The Piezo-Electric Respiration (PZT) sensor is a popular entry-level respiration sensor applied in a variety of different applications in which respiration monitoring is required. See below how you can identify apnea phases using this sensor.
Introduction
Inducing apnea, for example by holding the breath, is required to stimulate certain responses from the body by alternating between normal breathing and apnea phases. This can be of interest if the goal is to induce stress to a subject to monitor their physiological reaction, which in this case, might be the body’s response to a restricted oxygen supply.
This post aims to present the use of the PZT sensor in such a context and to highlight the resulting change in sensor signals, which can be counter-intuitive regarding the expected outcome of the signal.
Step 1: Sensor Placement
The Respiration (PZT) sensor data can be acquired by placing the sensor according to one of the positions presented in the following illustration.
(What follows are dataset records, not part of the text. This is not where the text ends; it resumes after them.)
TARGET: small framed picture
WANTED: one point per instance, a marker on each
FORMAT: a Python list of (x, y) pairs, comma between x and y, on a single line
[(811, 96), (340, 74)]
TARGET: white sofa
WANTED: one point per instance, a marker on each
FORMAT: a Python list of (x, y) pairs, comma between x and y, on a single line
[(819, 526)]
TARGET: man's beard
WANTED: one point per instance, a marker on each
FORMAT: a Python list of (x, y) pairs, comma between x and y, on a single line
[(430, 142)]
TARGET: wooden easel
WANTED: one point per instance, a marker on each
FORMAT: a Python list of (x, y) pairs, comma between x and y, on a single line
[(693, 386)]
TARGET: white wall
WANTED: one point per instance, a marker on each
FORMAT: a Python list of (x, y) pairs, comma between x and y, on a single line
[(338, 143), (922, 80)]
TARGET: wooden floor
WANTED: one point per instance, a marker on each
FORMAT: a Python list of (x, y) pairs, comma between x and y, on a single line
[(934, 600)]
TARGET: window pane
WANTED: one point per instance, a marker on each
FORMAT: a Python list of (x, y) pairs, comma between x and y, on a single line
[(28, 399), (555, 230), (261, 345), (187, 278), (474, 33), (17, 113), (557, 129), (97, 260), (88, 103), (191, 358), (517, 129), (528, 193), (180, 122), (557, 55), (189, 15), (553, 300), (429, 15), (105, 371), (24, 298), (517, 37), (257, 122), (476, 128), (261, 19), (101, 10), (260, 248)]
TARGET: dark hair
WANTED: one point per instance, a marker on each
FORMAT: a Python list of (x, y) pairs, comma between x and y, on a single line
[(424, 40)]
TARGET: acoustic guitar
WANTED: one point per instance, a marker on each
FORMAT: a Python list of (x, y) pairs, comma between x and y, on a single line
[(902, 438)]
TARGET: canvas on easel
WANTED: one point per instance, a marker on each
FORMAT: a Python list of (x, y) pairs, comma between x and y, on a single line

You can also find further information about the best sensor placement in the following article:
Step 2: Raw Data Acquisition
The sensor data presented in this post has been acquired at the a.i position in which the sensing unit of the respiration sensor has been placed at the center of the thorax. This sensor placement is less susceptible to motion artifacts induced due to arm movements compared to the lateral sensor positionings.
The sensor data has been acquired by following these breathing dynamics:
- Phase: Normal breathing without pre-defined breathing pattern (0:00min to 0:45min)
- Phase: Apnea after inspiration (0:45min to 1:00min)
- Phase: Normal breathing without pre-defined breathing pattern (1:00min to 1:30min)
- Phase: Apnea after expiration (1:30min to 1:45min)
The acquired raw data is presented in the following plot figure in which we can observe that the periodic signal components that are caused by the breathing dynamics during inspiration and expiration (more about this in the next steps).

Step 3: Closer Look on Respiration Sensor Data
In this acquired signal, we can observe that the periodic signal components that typical for respiration signals and caused by the breathing dynamics during inspiration and expiration, i.e. one respiration cycle, as the example highlighted in the plot figure below.

The duration of each cycle represents a breath-to-breath interval using which respiration data (e.g. breaths-per-minute) is commonly extracted.
In addition, the sensor data appears to revolve around a baseline line which, in this example, can be approximated by the mean of the signal as presented in the following plot figure.

The duration of each cycle represents a breath-to-breath interval using which respiration data (e.g. breaths-per-minute) is commonly extracted.
In addition, the sensor data appears to revolve around a baseline line which, in this example, can be approximated by the mean of the signal as presented in the following plot figure.
Step 4: Signal Filtering (Optional)
When working with raw data, it often appears that the data does not necessarily look as clean as the examples found in many textbooks.
In the case of respiration sensor data, this is often due to the fact that breathing mechanics are not perfectly smooth especially when changing from inspiration to expiration (e.g. seen at the peaks of the signal) or during apnea phases. In addition, when acquiring data under movement, motion artifacts can greatly distort the original sensor data and ‘hide’ the actual respiratory information we are seeking.
For this reason, in many cases – and we also strongly recommend it – it is important to apply signal filtering techniques to the sensor data in order so clean it from such artifacts and, therefore, avoid them to have an impact on the quality of the extracted signal statistics. An example on how a raw vs. filtered signal can look like is presented in the following plot figure.

Hint: If you’re looking for a toolbox to process your respiration signal in Python, you can try out the BioSPPy biosignal processing toolbox written in Python.
Step 5: Identifying Apnea Phases
As previously stated, the Respiration (PZT) sensor measures displacementsonly. This means that changes in the sensor signal do only occur if the sensor is stretched during inspiration (signal decreases) or relaxed during expiration (signal increases).
During apnea phases (here simulated by holding the breath), however, the signal returns to the previously identified baseline regardless if one holds the breath immediately after inspiration or after expiration.
Using this information, it is possible to identify apnea phases by monitoring sections of the signal in which the signal flattens near the baseline as highlighted in the following plot figure, where the signal returns to the baseline after inspiration during normal, uncontrolled breathing (first apnea phase), and here the signal returns to the baseline after expiration during normal, uncontrolled breathing (second apnea phase).